John Swinney made the pledge as he confirmed the policy would not be rolled out on the last day of August as initially planned, pending changes.
It follows a ruling by the UK Supreme Court last month that aspects of the plan breached European human rights.
The scheme would appoint a named person to oversee the welfare of every child.
But judges decided that information-sharing provisions in the plan could result in disproportionate interference with Article 8 rights under the European Convention on Human Rights (ECHR) - the right to a family and private life.
Secondary legislation required to stop commencement of the relevant parts of the act at the end of this month have now been laid before the Scottish Parliament.
Mr Swinney said he would make a statement to MSPs in the first week after the summer recess on progress in implementing the scheme, and insisted the issue was "one of timing, not of policy".

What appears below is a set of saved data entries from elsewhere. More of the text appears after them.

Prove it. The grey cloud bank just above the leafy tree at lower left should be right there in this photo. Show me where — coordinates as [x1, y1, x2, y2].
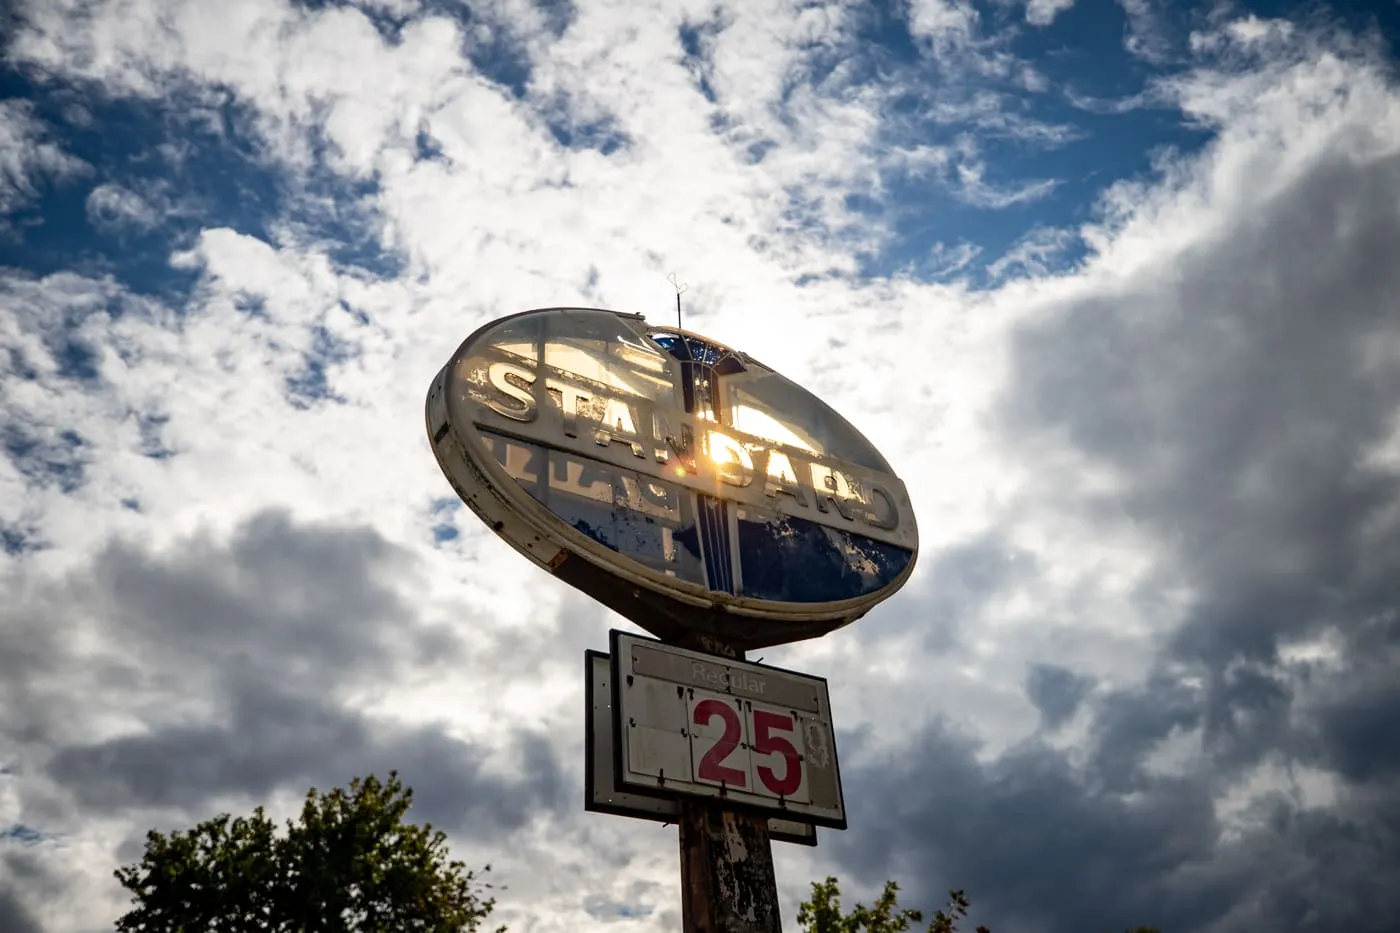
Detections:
[0, 513, 564, 835]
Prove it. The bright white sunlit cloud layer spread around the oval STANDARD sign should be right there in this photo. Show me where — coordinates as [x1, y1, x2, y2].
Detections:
[0, 0, 1400, 930]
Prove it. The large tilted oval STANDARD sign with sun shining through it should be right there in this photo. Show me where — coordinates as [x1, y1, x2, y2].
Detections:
[427, 308, 918, 650]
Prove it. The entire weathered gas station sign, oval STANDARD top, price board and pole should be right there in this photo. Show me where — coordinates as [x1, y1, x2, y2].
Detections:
[427, 308, 918, 933]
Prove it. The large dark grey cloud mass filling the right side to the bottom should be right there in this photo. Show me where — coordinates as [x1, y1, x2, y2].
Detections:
[833, 67, 1400, 933]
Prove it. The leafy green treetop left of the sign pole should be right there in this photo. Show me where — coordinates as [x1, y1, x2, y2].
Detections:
[116, 772, 505, 933]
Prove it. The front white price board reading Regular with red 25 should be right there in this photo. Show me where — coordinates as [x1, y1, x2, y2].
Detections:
[612, 630, 846, 829]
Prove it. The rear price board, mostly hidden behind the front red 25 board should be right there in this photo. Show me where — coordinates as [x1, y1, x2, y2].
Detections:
[584, 651, 816, 846]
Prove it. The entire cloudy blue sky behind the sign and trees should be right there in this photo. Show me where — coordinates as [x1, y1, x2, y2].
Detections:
[0, 0, 1400, 933]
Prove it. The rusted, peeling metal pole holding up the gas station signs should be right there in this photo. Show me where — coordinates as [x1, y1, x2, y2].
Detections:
[678, 635, 783, 933]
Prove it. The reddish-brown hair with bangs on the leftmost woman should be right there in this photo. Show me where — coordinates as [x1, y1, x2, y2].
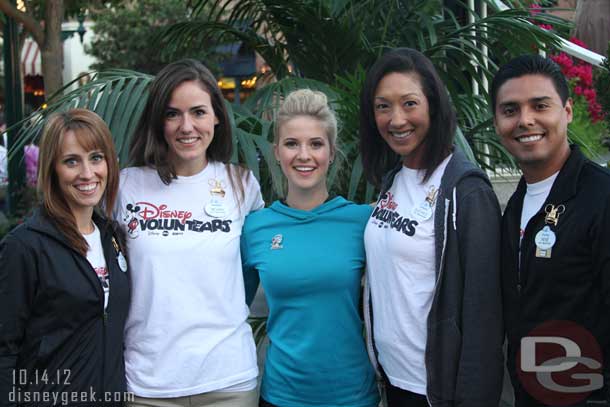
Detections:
[38, 109, 119, 256]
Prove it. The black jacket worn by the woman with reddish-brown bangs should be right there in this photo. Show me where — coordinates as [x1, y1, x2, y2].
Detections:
[0, 212, 130, 407]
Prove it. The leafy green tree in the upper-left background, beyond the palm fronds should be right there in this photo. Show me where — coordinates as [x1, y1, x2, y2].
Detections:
[86, 0, 220, 74]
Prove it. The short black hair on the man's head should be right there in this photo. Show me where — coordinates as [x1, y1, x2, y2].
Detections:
[489, 54, 570, 116]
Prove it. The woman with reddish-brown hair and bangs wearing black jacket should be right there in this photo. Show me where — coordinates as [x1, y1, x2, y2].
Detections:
[0, 109, 130, 406]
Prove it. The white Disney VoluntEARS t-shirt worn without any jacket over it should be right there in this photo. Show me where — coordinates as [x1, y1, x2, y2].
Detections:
[115, 162, 264, 397]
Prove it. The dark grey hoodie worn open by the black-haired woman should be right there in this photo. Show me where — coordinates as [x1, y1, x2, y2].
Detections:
[364, 149, 504, 407]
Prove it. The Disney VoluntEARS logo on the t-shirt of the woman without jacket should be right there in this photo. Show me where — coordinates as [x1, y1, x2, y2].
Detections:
[123, 201, 233, 239]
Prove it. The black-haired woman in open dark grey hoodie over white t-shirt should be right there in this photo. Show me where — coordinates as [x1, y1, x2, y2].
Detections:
[360, 48, 503, 407]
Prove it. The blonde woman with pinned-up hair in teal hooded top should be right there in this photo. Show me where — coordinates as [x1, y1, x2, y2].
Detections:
[241, 89, 379, 407]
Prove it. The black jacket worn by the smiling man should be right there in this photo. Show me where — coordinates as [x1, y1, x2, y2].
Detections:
[502, 146, 610, 406]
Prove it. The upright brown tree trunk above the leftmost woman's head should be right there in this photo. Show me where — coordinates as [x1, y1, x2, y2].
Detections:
[39, 0, 64, 100]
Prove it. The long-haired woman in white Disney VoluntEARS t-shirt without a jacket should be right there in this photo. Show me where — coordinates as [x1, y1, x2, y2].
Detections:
[115, 59, 263, 407]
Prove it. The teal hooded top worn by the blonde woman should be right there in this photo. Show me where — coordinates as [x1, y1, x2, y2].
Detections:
[241, 197, 379, 407]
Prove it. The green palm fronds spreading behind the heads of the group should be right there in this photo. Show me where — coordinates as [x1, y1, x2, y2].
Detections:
[7, 0, 565, 202]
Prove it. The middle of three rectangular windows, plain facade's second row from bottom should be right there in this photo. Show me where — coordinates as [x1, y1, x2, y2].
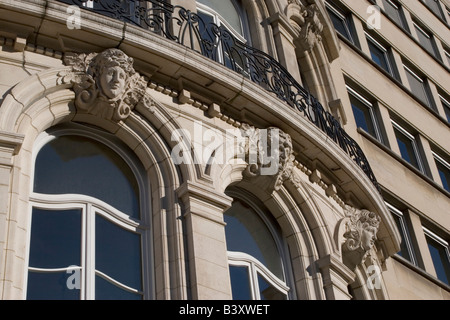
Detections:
[391, 120, 424, 172]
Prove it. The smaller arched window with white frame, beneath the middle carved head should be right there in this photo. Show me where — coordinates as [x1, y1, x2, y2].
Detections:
[224, 189, 290, 300]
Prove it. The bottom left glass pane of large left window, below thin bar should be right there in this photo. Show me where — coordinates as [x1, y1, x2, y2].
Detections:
[27, 271, 80, 300]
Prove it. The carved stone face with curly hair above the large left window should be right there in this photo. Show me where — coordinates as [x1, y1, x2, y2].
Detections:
[63, 49, 153, 121]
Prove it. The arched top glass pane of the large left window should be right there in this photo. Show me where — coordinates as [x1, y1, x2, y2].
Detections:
[34, 136, 139, 218]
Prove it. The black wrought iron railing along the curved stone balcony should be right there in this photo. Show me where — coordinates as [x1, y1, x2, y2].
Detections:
[58, 0, 378, 188]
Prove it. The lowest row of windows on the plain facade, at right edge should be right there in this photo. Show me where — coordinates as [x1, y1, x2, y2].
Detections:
[386, 202, 450, 285]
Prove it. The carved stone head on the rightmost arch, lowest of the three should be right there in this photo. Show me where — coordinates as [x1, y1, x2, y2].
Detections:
[342, 205, 381, 270]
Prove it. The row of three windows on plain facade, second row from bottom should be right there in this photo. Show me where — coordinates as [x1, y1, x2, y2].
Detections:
[347, 85, 450, 192]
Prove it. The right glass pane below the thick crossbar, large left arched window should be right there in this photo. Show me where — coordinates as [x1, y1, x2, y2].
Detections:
[95, 215, 142, 290]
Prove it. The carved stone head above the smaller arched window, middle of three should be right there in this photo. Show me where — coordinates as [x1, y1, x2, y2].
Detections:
[242, 124, 295, 190]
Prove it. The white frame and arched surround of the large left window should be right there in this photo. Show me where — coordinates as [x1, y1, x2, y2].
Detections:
[24, 124, 155, 300]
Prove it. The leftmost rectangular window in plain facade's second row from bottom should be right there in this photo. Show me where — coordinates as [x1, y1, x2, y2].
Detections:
[347, 86, 381, 141]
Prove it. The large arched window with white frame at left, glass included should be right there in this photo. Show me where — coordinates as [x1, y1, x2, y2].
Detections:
[27, 125, 150, 300]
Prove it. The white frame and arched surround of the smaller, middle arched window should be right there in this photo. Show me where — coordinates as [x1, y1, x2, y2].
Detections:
[227, 189, 295, 300]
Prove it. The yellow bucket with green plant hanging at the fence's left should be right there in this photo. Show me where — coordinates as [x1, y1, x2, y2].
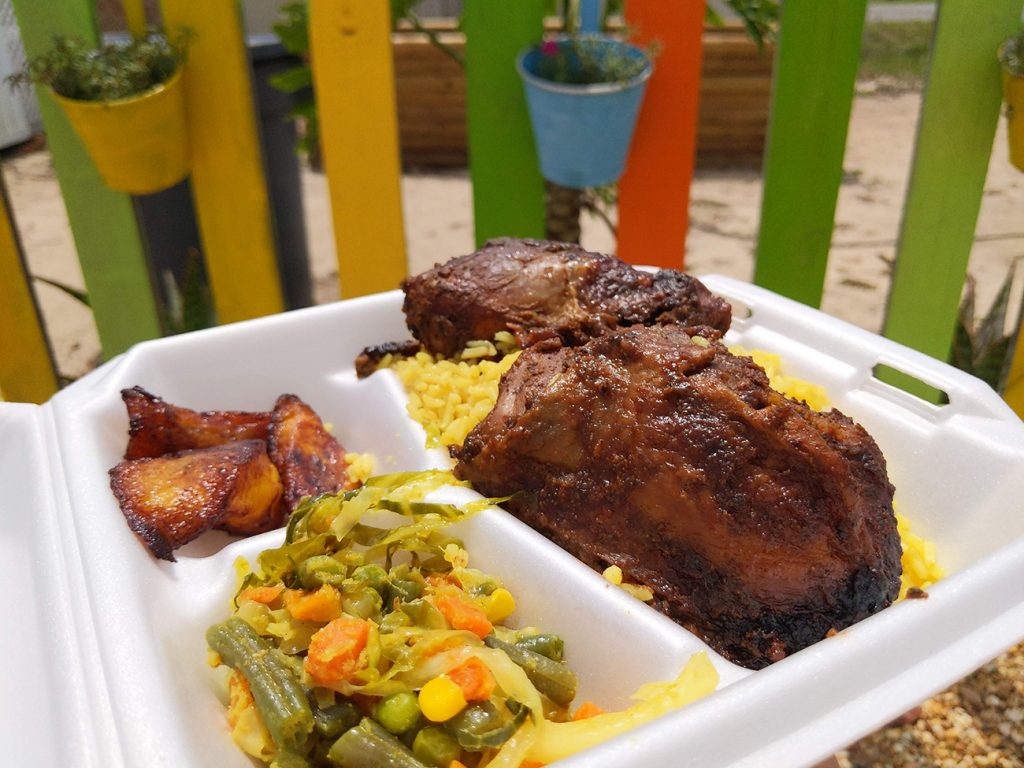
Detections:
[10, 33, 189, 195]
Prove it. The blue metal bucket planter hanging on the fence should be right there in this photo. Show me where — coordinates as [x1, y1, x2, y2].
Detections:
[516, 36, 653, 189]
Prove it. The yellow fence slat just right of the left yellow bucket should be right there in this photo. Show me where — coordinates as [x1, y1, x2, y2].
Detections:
[163, 0, 285, 323]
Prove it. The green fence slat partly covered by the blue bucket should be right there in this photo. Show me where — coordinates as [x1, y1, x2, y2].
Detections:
[462, 0, 545, 245]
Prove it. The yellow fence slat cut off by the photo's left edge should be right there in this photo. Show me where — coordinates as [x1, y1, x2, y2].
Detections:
[0, 180, 57, 402]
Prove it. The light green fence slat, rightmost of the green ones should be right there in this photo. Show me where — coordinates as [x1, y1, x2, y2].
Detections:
[880, 0, 1022, 360]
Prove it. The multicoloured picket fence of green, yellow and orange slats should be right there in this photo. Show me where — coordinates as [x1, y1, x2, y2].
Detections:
[6, 0, 1024, 421]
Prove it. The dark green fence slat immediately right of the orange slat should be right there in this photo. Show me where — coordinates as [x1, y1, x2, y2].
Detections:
[754, 0, 867, 306]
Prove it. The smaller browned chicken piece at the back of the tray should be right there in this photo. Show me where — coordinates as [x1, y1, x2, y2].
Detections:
[402, 239, 731, 355]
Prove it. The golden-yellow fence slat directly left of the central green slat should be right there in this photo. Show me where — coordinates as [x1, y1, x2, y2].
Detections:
[309, 0, 408, 298]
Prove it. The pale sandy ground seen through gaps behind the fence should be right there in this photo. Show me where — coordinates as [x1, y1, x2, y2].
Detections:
[3, 84, 1024, 377]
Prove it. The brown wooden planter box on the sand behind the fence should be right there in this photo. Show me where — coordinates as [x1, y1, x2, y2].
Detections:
[393, 27, 773, 168]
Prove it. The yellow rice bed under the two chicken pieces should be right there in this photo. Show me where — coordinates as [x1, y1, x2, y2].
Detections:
[381, 339, 944, 599]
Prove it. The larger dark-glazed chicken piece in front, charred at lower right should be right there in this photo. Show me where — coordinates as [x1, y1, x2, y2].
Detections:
[453, 326, 901, 669]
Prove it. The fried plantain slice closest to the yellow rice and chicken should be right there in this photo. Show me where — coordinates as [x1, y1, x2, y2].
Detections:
[270, 394, 355, 511]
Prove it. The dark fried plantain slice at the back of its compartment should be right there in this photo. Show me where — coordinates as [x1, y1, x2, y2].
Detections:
[121, 386, 270, 459]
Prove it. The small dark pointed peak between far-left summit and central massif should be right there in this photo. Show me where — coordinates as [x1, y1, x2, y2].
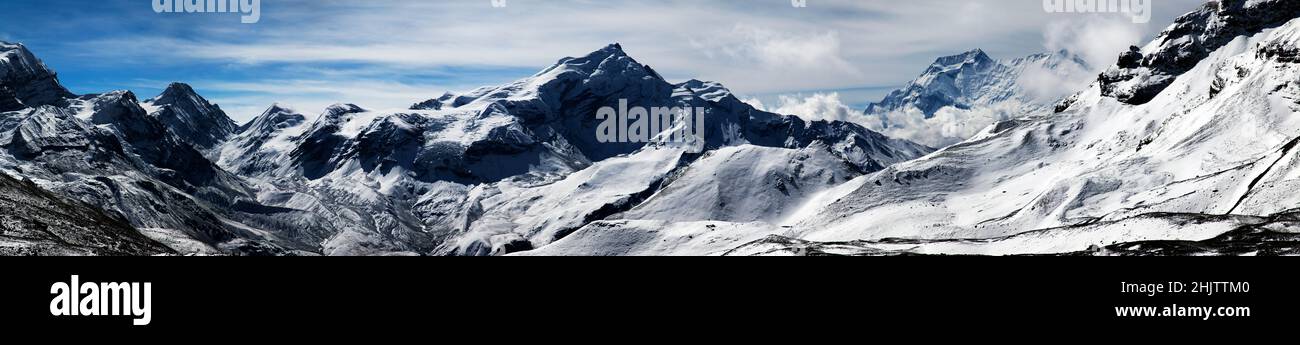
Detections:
[140, 83, 237, 152]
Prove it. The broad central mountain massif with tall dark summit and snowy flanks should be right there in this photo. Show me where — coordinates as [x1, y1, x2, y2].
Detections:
[218, 44, 932, 255]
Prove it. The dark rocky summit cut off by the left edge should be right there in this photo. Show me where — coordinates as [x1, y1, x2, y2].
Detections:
[0, 42, 73, 112]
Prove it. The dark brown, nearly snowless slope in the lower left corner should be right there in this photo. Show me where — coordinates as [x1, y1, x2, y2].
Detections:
[0, 173, 173, 255]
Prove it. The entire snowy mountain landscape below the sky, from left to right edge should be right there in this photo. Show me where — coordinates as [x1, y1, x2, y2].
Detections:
[0, 0, 1300, 255]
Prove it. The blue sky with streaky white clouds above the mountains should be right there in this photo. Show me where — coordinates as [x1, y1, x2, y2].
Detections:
[0, 0, 1203, 121]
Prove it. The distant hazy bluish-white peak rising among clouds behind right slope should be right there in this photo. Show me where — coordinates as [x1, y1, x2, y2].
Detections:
[866, 49, 1088, 117]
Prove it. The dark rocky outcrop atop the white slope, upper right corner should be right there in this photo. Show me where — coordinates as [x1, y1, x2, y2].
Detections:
[1099, 0, 1300, 104]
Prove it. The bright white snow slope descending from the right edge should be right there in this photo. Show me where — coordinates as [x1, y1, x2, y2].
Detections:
[769, 1, 1300, 254]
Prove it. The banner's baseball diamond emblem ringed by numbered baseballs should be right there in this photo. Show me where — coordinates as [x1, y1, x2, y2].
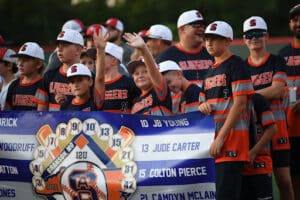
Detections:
[29, 118, 137, 200]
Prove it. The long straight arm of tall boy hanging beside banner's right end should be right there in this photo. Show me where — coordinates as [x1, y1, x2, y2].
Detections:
[210, 95, 247, 157]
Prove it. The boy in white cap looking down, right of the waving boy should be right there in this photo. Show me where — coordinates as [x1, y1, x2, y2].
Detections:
[159, 60, 201, 114]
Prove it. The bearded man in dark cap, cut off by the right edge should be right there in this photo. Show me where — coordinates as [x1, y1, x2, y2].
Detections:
[279, 4, 300, 199]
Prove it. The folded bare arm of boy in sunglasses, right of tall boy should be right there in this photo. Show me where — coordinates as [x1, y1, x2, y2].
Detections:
[255, 81, 285, 100]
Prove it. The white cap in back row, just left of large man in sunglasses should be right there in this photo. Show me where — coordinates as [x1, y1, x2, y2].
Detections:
[146, 24, 173, 41]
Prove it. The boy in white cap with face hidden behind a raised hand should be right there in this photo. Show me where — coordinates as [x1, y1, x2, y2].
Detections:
[94, 30, 140, 113]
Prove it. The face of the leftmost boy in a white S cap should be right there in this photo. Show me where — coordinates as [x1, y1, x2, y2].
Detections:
[18, 57, 42, 76]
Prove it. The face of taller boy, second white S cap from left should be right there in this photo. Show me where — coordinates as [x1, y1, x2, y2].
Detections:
[57, 41, 82, 64]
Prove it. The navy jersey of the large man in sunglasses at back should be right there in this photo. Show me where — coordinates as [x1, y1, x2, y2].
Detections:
[156, 44, 214, 87]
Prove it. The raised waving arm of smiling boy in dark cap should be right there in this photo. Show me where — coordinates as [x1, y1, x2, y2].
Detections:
[123, 33, 163, 88]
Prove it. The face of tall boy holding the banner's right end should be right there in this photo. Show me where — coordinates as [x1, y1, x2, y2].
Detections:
[205, 35, 228, 57]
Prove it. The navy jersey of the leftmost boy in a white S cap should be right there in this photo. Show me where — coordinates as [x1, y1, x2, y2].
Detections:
[5, 77, 42, 110]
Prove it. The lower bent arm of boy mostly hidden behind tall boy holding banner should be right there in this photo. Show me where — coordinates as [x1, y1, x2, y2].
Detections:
[250, 123, 277, 163]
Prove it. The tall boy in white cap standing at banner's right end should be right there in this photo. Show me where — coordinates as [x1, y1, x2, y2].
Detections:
[199, 21, 254, 200]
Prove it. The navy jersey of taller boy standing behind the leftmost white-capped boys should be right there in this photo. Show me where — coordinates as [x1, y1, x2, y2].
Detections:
[35, 67, 73, 111]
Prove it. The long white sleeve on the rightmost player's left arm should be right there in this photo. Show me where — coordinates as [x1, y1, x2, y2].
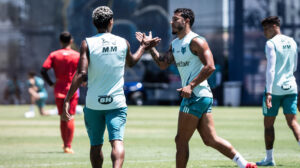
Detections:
[266, 41, 276, 93]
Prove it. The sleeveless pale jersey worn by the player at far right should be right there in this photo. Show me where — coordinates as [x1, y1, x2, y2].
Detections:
[269, 34, 298, 95]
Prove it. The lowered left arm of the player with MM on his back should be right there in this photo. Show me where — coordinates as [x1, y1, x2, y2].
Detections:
[61, 40, 89, 121]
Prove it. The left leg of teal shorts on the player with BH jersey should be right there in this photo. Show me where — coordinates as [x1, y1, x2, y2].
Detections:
[83, 107, 105, 146]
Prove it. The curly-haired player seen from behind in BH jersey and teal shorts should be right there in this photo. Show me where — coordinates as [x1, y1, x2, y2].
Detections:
[62, 6, 160, 168]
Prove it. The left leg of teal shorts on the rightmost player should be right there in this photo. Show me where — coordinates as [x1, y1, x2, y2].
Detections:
[262, 95, 282, 117]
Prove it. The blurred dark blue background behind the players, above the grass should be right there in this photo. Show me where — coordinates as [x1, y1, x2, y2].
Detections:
[0, 0, 300, 106]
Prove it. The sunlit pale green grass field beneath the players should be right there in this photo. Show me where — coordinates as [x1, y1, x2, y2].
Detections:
[0, 106, 300, 168]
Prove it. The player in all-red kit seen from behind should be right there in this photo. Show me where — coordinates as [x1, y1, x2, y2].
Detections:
[41, 32, 79, 154]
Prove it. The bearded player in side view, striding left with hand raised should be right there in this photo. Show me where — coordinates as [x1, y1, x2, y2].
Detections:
[136, 8, 256, 168]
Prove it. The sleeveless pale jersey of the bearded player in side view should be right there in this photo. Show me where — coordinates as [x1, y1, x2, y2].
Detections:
[172, 31, 213, 97]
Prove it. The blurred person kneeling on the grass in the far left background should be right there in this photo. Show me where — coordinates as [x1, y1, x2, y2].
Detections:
[24, 71, 53, 118]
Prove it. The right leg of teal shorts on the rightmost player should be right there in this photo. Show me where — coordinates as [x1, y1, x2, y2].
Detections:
[282, 94, 298, 115]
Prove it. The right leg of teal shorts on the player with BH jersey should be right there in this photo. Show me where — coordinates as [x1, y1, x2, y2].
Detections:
[105, 107, 127, 141]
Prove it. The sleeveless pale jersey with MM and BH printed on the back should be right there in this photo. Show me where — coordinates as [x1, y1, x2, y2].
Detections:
[86, 33, 128, 110]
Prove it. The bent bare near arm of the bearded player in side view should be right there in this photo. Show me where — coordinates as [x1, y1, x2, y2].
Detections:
[177, 38, 216, 98]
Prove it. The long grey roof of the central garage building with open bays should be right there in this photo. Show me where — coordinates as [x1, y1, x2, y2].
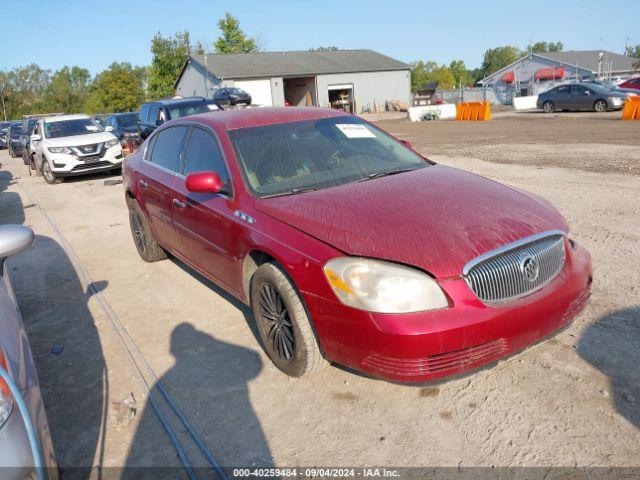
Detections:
[175, 50, 411, 85]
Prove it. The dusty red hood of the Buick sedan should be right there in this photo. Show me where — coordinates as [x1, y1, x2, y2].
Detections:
[256, 165, 567, 278]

He said: "In its judgment last month, the Supreme Court dismissed a number of challenges to the named person policy and described its aims as 'unquestionably legitimate and benign'.
"However, the court's ruling made clear the Scottish government needs to amend the information-sharing provisions in the 2014 Act and provide greater clarity about the basis on which information will be shared to ensure compliance with the ECHR.
"I confirmed earlier this month that the Scottish government is therefore not commencing the named person provisions of the Children and Young People (Scotland) Act 2014 on August 31, and ministers have today lodged the necessary order to address this point.
"We remain firmly committed to implementing the named person service to support children and their families. We will engage with key partners across public services, the third sector, Parliament and the wider public to take this forward.
"I am determined to see the service implemented as soon as practicable. There will be a named person service, its availability guaranteed by law to those who want to use it."
Mr Swinney said a new roll-out date would be brought before Parliament.
Scottish Conservative education spokeswoman Liz Smith said: "Families and professionals will welcome this development.
"But this also contributes to the confusion in those local authorities which have already launched a scheme now deemed to be unlawful."